El hecho que a mi no me gusten esos hostales con mil camas en una habitación donde se comparte el sueño y el baño con desconocidos no significa que a otros no les llame la atención. De hecho, confieso que cuando veo las tarifas de este tipo de alojamientos en el exterior me da mucha curiosidad y mi instinto tacaño aflora. He pensado ir a New York y ya sé características sobre su afamada industria hotelera, cuchitriles de 9 metros cuadrados por 200 dólares por noche no es algo que le atrae mucho a mi bolsillo.
Pero la privacidad se paga y a los venezolanos nos mal acostumbraron a disfrutarla. Ir a New York y quedarse en el Plaza era algo común para un paisano a principios de los ochenta.

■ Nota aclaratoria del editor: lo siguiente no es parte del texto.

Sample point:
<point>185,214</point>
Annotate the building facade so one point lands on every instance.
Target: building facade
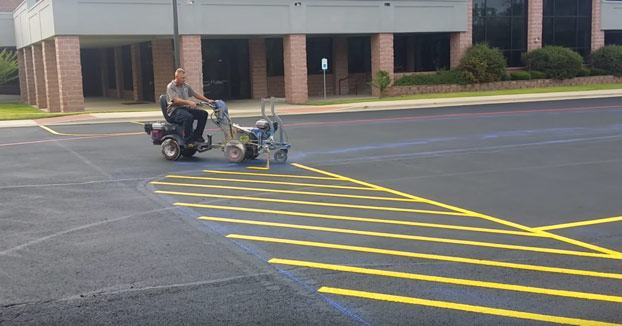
<point>236,49</point>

De hecho fue la época cuando nos ‘mojoneamos’ y empezamos a importar whisky, ir los fines de semana a Curaçao a comprar quesos y perfumes y hacer las compras navideñas en Miami porque allá era barato. ¡Que tiempos aquellos!
Las cosas cambiaron, vino la crisis macabra y los venezolanos dejamos de ser tan presumidos. Los viajes al exterior se redujeron y solo unos cuantos podían quedarse en el Biltmore. ¿Pero quedarse en un hostal? Jamás. (o por lo menos no lo decían)
Hoy también hay crisis y viajar al exterior no es el común divertimento. Además, cuando lo podemos hacer tenemos que estar anotando cuantos dólares nos hemos gastado para no sobregirar la tarjeta o el nefasto cupo CADIVI. Dios nos libre de tener que enfrentarnos a los burócratas rojos rojitos. Por esta razón tenemos que buscar hoteles baratos, pasamos por el Ritz de Madrid y suspiramos y nos hospedamos melancólicos en uno mono-estrellado.
El asunto de la privacidad es tan arraigado en nuestro subconsciente que en Venezuela solo dos o tres destinos disponen de hostales y obligamos a los mochileros extranjeros a quedarse en el Intercontinental. En Caracas no hay (ni me quiero imaginar lo que pasaría si abren uno); en Isla de Margarita hay unos cuantos pero solo con habitaciones privadas. Solo Los Roques y Mérida disponen de unos cuantos del tipo con habitaciones comunes.
Eso sí, hay una cultura de posadas creciente y de calidad, casas de familia que ponen su empeño en ofrecer comodidad, buena comida y el intercambio cultural que les podría dar un hostal.
¿Será que algún día llegamos a tener algunos más? Sería un gran negocio.